PK/PD models are usually first built during the preclinical stage by integrating exposure and efficacy/toxicity data. As mentioned earlier, it is very important that the PK and PD data used to build preclinical PK/PD models are generated using the right molecule in an appropriate animal model. It is usually advisable to monitor the concentration–time profile of proteins at 3 or more doses for at least 5 half-lives, in order to adequately characterize the PK (including TMDD). In addition, the best PK/PD relationships are built when PD studies are conducted using diverse dosing regimens. The duration of PD studies should be chosen based on the nature of the PD endpoint. For example, for protein therapeutics being developed for bone indications, the PD study may have to be continued for months. The preclinical PK/PD models are very useful in optimizing the experimental designs for further preclinical experiments. In addition, these models also provide the structure for a base PK/PD model that could be employed in the clinic, following simplification and addition of statistical models.

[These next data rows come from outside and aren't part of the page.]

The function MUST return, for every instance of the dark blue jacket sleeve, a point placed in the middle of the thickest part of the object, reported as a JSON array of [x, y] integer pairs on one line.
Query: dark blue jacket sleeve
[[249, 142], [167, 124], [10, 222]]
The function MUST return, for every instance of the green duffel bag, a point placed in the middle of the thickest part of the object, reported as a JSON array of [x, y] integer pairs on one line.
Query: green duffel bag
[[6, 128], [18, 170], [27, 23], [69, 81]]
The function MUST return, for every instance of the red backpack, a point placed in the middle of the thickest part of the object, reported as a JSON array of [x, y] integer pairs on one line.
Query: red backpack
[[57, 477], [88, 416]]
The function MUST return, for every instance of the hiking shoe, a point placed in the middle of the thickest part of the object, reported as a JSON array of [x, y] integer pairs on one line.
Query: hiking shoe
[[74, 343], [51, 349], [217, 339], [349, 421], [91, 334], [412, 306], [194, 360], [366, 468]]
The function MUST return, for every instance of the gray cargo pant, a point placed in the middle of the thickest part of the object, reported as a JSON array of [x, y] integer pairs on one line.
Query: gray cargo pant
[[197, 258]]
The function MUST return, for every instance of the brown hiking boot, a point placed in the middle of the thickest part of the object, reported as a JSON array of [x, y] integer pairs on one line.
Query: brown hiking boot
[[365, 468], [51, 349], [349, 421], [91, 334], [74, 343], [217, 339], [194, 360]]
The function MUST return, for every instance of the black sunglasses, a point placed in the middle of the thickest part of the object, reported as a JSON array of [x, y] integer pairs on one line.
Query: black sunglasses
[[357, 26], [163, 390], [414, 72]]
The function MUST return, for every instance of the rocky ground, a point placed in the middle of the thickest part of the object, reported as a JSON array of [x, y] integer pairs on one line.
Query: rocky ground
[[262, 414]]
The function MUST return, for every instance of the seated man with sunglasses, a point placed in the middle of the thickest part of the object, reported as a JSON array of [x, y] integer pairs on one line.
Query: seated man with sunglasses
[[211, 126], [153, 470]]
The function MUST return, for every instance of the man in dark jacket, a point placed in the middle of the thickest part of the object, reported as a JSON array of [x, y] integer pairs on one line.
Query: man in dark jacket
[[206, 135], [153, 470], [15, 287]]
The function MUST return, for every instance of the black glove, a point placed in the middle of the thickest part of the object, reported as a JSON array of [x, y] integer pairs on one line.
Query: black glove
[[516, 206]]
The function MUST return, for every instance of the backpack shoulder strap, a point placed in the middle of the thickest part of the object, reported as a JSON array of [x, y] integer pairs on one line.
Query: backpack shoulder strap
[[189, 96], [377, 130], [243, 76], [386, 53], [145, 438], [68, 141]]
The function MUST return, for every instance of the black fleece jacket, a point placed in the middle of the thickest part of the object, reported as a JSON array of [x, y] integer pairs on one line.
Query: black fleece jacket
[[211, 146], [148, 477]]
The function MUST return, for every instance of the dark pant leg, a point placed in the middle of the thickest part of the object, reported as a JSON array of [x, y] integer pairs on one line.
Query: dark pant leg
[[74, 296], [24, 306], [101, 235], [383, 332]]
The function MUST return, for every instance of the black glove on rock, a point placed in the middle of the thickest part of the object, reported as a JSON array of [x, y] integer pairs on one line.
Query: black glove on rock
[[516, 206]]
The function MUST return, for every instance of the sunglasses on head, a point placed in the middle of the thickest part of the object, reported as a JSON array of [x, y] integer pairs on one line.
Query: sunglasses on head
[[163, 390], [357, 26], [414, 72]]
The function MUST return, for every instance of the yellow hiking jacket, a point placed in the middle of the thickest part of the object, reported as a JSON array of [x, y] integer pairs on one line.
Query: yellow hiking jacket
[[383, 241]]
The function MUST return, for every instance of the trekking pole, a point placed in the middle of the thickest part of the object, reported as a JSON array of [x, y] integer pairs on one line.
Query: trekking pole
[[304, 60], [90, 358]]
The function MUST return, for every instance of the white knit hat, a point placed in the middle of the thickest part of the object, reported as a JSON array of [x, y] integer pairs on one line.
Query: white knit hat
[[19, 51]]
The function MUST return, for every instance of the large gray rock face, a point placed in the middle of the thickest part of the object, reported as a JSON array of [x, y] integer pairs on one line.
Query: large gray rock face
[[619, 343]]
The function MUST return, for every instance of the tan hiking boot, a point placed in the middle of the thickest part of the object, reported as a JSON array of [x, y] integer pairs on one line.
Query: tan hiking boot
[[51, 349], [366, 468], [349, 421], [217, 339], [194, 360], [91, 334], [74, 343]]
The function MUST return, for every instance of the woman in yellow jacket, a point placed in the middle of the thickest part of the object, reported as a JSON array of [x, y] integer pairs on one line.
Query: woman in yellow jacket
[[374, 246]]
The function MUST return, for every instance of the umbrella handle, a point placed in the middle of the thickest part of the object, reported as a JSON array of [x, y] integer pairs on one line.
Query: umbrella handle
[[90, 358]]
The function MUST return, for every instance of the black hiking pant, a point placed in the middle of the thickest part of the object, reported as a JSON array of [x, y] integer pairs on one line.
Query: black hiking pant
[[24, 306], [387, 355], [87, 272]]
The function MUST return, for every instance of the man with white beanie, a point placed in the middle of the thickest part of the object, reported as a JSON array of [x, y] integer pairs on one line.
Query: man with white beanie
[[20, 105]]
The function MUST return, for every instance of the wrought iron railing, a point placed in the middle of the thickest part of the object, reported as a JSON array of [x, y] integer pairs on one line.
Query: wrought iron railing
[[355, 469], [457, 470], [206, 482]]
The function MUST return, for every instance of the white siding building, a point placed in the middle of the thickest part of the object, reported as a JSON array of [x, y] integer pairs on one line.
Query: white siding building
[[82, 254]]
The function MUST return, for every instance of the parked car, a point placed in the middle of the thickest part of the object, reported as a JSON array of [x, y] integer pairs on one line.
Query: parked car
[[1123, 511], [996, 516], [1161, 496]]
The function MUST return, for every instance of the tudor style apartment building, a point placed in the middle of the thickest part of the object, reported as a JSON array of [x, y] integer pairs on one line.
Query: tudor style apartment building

Another important use of preclinical PK/PD models is to enable preclinical-to-clinical translation of protein therapeutics. If appropriately translated these models can provide a priori estimates regarding First-in-Human dose and pharmacologically equivalent dose (PED) of protein therapeutics. For example, Luu et al. [84] have shown that the TMDD model was successfully able to predict the human PK of an ALK1 targeting IgG2 antibody exhibiting nonlinearity in animal models. PK/PD models are also capable of translating the efficacy of novel protein therapeutics. We have shown that a systems PK/PD model developed for ADCs was able to a priori predict the progression-free survival (PFS) and objective-response rates (ORR) of brentuximab–vedotin in Hodgkin’s lymphoma patients. The important thing to consider while translating the PD using preclinical PK/PD models is to account for the differences in the target profile, protein therapeutic PK, and disease severity between the preclinical model and clinical trial population. Of note, PK/PD models can also be used to characterize the clinical exposure–response relationships for the efficacy and toxicity of protein therapeutics in the clinic. The use of these models in the clinic may help design better Phase-III trials and enable informed go/no-go decisions [85].

Immunogenicity

Finally, immunogenicity is also an important factor to consider regarding the PD of protein therapeutics, since neutralizing antibodies can abrogate the efficacy of these drugs. However, in the absence of any promising predictive models of immunogenicity its effect on the PD of protein therapeutics is hard to envision before going to the clinic.

Summary

Protein-based molecules are very promising candidates for the development of the next generation therapeutics. There are a large number of protein therapeutics and novel scaffolds already in the development for the treatment of a variety of disorders. The PK of these molecules is unique and challenging to comprehend for certain therapeutics like ADCs and bi/multi-specific molecules. Thus, it is important to understand the determinants controlling the PK of protein therapeutics, and consider them during the design and development of next generation therapeutics. The PD of protein therapeutics depends on their exposure at the site-of-action and the property of the target. In addition, off-target binding and immunogenicity can also significantly affect the efficacy and toxicity of protein therapeutics. It is generally difficult to develop a reliable PK/PD relationship for protein therapeutics that can be translated to the clinic. However, the use of systems PK/PD models can facilitate the development of these relationships, which can further aid in the discovery, development, and preclinical-to-clinical translation of the next generation protein therapeutics.